The findings are published in the Oct. 5, 2005, issue of the Journal of the American Medical Association (JAMA). Also in the same edition of JAMA, a DCRI-led meta-analysis of 13 randomized clinical trials involving PAC found that the device does not appear to improve outcomes nor confer added risks to patients.

"What may startle many people is that we have absolutely no therapies that have been proven by modern standards of evidence to benefit patients with acute heart failure, which is the fastest growing reason for hospitalization in the United States," said Robert Califf, M.D., director of the DCRI and study member. "PAC is diagnosing problems with heart function, but other than 'old fashioned' fluid medicines, we do not have treatments to use that improve the ultimate outcomes of these desperately ill patients."

When using a PAC device, physicians insert a catheter into the venous system around the heart to obtain information about a variety of hemodynamic parameters, such as filling pressures, pumping strength of the heart, saturation levels of oxygen in the blood and how much fluid is being retained. The procedure is usually performed at the bedside, and the catheter can be left in place for a number of days to provide constant monitoring. More than 1 million PAC procedures are performed each year in the U.S.

The trial, dubbed ESCAPE (Evaluation Study of Congestive Heart Failure and Pulmonary Artery Catheterization Effectiveness), compared the PAC procedure with physical examination at the bedside, in a randomized controlled trial of 433 heart failure patients at 26 sites conducted from January 2000 to November 2003. The trial was funded by the National Heart, Lung and Blood Institute.

Taking into consideration both the primary outcomes and the secondary quality of life measurements, the researchers concluded that medical centers with significant experience in both the use of PAC and in expert clinical assessment of the heart failure patient have two comparable options available to guide therapy for their patients. Cardiologists will need to weigh the neutral outcome data for PAC against a trend showing that patients whose therapy was monitored by PAC improved their exercise capacity and perceived more enhanced value of their everyday life, they said.

Medical centers that are not experienced with PAC use in heart failure should not begin using it for this complex population, the researchers added.

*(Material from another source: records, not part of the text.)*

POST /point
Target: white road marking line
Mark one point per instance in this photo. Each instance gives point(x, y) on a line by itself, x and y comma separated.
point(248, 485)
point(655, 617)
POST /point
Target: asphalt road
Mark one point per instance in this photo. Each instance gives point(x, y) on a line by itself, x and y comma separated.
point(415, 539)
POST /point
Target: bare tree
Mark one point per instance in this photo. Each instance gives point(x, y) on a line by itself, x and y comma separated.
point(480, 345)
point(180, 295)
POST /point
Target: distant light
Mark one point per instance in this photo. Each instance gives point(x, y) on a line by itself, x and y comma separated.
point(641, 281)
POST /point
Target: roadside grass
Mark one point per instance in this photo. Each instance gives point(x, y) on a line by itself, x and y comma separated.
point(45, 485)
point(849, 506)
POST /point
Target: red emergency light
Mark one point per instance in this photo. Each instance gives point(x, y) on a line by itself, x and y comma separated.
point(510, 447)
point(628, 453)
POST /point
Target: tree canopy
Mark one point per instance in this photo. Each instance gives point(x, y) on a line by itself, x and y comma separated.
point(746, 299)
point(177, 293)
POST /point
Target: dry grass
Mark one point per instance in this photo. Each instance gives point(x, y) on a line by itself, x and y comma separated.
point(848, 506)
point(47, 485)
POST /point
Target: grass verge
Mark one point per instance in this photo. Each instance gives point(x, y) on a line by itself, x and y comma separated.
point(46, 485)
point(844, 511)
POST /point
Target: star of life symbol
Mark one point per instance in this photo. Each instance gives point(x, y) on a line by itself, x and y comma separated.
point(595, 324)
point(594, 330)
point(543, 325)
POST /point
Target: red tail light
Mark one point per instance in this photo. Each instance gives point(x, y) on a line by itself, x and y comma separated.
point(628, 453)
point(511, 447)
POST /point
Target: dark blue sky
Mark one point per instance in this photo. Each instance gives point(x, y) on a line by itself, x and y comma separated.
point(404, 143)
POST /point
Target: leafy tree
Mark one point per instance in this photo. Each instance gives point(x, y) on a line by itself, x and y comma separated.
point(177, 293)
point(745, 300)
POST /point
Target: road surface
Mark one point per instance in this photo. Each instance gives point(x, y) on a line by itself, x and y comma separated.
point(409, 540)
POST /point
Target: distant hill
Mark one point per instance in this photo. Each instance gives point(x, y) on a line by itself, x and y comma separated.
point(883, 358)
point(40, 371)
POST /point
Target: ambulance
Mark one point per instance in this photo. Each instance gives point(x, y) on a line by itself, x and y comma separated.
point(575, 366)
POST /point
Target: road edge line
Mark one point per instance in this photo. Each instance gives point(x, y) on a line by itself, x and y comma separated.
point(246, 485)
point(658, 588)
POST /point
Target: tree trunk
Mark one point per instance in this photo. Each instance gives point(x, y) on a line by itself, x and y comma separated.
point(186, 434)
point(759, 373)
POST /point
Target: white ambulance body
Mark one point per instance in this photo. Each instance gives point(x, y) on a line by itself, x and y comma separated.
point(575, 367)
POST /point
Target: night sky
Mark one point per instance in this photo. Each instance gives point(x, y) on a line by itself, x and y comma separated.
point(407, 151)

"In terms of death and re-hospitalization, we found that there is no benefit but also no harm from using the catheter during heart failure therapy at those sites with extensive experience in this strategy," said Lynne Warner Stevenson, M.D., lead author and o-director of the cardiomyopathy/heart failure program at BWH. "The marked improvement in symptoms for both groups of patients after heart failure hospitalization at these selected centers was very gratifying. The neutral result for the primary outcomes contrasts with a strong trend shown for improved quality of life outcomes in the PAC group."

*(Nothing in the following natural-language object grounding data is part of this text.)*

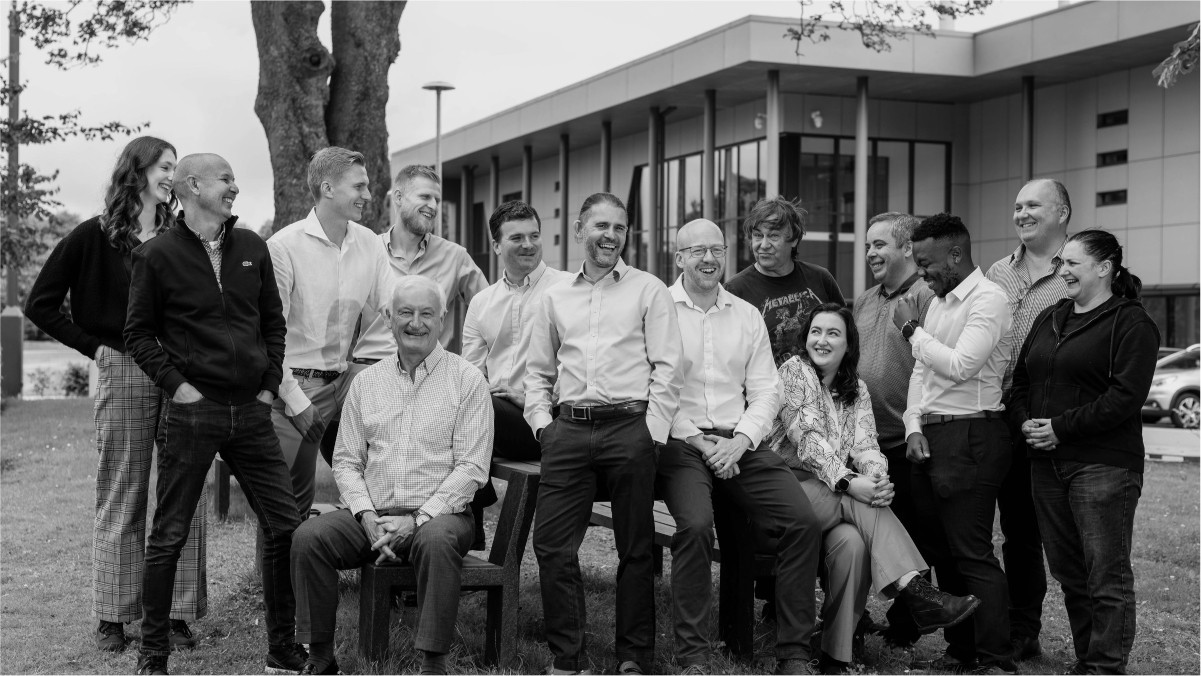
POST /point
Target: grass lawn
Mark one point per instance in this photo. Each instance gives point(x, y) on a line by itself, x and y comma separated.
point(47, 466)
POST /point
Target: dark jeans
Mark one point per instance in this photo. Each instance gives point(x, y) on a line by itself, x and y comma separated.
point(765, 489)
point(1086, 512)
point(336, 542)
point(245, 438)
point(901, 624)
point(513, 441)
point(955, 496)
point(574, 456)
point(1023, 546)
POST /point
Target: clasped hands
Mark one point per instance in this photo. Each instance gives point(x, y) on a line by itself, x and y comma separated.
point(386, 532)
point(721, 454)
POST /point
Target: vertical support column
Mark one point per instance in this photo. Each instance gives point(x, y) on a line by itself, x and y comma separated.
point(563, 222)
point(526, 174)
point(1027, 127)
point(653, 166)
point(605, 156)
point(465, 198)
point(494, 201)
point(860, 267)
point(775, 125)
point(707, 157)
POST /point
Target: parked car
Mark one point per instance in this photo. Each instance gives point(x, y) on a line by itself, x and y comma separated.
point(1176, 389)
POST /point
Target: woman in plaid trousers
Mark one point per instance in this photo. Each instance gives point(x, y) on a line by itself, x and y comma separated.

"These findings may indicate that if we could develop more effective therapies, then monitoring with indwelling devices may prove to be more useful in the future", added Califf. "We desperately need to develop more effective therapies -- 20 percent of the patients had died and more than half either died or were readmitted to the hospital in the first six months after randomization."

The study also found

-- there was a strong trend toward more benefit from PAC in centers with the most experience.

-- PAC was associated with better preservation of kidney function.

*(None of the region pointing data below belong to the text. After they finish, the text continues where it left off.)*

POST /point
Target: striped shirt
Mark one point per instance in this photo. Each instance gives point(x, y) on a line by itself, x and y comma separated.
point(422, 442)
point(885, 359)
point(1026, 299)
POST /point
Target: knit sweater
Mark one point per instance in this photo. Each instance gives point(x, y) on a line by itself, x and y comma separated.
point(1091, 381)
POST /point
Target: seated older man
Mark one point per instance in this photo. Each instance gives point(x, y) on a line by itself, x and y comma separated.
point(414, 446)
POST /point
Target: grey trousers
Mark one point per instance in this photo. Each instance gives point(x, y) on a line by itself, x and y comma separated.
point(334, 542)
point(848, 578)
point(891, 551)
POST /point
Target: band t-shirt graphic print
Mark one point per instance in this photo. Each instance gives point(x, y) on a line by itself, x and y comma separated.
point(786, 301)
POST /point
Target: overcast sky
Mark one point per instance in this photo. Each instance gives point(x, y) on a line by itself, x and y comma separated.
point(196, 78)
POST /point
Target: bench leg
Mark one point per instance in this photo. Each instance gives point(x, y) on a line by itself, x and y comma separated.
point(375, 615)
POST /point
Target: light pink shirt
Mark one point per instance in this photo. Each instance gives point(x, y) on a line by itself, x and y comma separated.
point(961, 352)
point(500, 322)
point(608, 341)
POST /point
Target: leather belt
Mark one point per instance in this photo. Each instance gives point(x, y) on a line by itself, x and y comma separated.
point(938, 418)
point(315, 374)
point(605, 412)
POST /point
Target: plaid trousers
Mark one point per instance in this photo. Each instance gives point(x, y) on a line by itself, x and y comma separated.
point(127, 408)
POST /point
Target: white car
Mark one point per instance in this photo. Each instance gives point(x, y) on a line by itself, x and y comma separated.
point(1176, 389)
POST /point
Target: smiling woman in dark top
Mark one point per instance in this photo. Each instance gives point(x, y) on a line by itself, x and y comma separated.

-- patients who had the PAC procedure tended to walk farther and have fewer heart failure symptoms.

-- when comparing individual adverse events, the PAC group was more likely to have complications during their hospital stay, but none that led to death or re-hospitalization.

-- ESCAPE was the first major trial in heart failure to directly assess how the patients valued their lives, by asking them how many months out of two years of expected life they would be willing to trade away in order to feel better (the time trade-off utility assessment). PAC patients experienced double the improvement in this quality of life indicator.